Przeczytałem książkę "Zapiski o herbacie" R. Tomczyka. Trochę ciekawych informacji jest, ale generalnie bardzo mętna i dość mało przejrzysta. Szczególnie rozbawiła mnie taka sytuacja: na jednej ze stron przeczytałem, że produkcja i pakowania herbaty odbywają się dziś w sterylnie czystych warunkach. Kilka stron dalej zamieszczono fotografię, na której herbata pakowana jest przez palącego nad nią człowieka - dość dziwne, że p.Tomczyk uznaje popiół w herbacie za objaw sterylności... ;)

qi wan

Quote from: Tymah on 30 January, 2010, 22:52:13 PM
Przeczytałem książkę "Zapiski o herbacie" R. Tomczyka. Trochę ciekawych informacji jest, ale generalnie bardzo mętna i dość mało przejrzysta.

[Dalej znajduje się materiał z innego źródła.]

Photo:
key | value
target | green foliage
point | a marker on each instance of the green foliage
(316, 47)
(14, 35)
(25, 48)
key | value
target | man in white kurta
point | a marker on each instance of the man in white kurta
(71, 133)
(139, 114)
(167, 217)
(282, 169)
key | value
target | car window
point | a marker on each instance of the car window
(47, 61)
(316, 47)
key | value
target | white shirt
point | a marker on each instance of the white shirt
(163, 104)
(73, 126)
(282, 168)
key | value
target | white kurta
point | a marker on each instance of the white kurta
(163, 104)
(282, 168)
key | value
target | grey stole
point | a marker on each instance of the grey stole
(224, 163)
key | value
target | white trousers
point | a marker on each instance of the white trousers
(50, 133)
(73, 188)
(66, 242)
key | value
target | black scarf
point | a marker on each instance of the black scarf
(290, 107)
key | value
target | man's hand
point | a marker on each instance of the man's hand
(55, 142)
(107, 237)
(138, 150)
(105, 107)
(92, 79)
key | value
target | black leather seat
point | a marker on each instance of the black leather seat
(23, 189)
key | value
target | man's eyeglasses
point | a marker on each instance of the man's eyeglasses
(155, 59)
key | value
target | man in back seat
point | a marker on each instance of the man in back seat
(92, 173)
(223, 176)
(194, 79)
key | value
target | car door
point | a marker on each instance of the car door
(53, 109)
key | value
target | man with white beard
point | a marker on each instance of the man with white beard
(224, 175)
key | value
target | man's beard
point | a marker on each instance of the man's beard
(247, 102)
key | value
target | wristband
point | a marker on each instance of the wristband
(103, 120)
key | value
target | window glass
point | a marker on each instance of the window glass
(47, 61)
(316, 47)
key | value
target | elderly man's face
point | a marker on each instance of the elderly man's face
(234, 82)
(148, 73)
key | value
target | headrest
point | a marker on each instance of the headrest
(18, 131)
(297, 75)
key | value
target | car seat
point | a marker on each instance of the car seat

Szczególnie rozbawiła mnie taka sytuacja: na jednej ze stron przeczytałem, że produkcja i pakowania herbaty odbywają się dziś w sterylnie czystych warunkach. Kilka stron dalej zamieszczono fotografię, na której herbata pakowana jest przez palącego nad nią człowieka - dość dziwne, że p.Tomczyk uznaje popiół w herbacie za objaw sterylności... ;)
Pozwolę sobie nie zgodzić się z tą opinią.
W którym miejscu książka jest mętna czy przejrzysta?
Wręcz przeciwnie, prezentacja wiedzy jest bardzo klarowna aczkolwiek podana dość skrótowo. Dla początkujących może to być jednak plus, bo na 150 stronach jest niezły przekrój wiedzy o herbacie (głównie chińskiej). Owszem, mogę się zgodzić, że dla znających temat jest to wiedza raczej podstawowa i szukający czegoś pogłębionego mogą odczuwać niedosyt.
Jednak jest to na rynku polskim pierwsza i jak dotąd jedyna książka traktująca poważnie o herbacie z informacjami do tej pory nigdzie niedostępnymi. Dotychczasowe publikacje były raczej o herbatce.
Za to wielkie podziękowania dla Autora i mam nadzieję, że nie będzie to jego jedyna publikacja.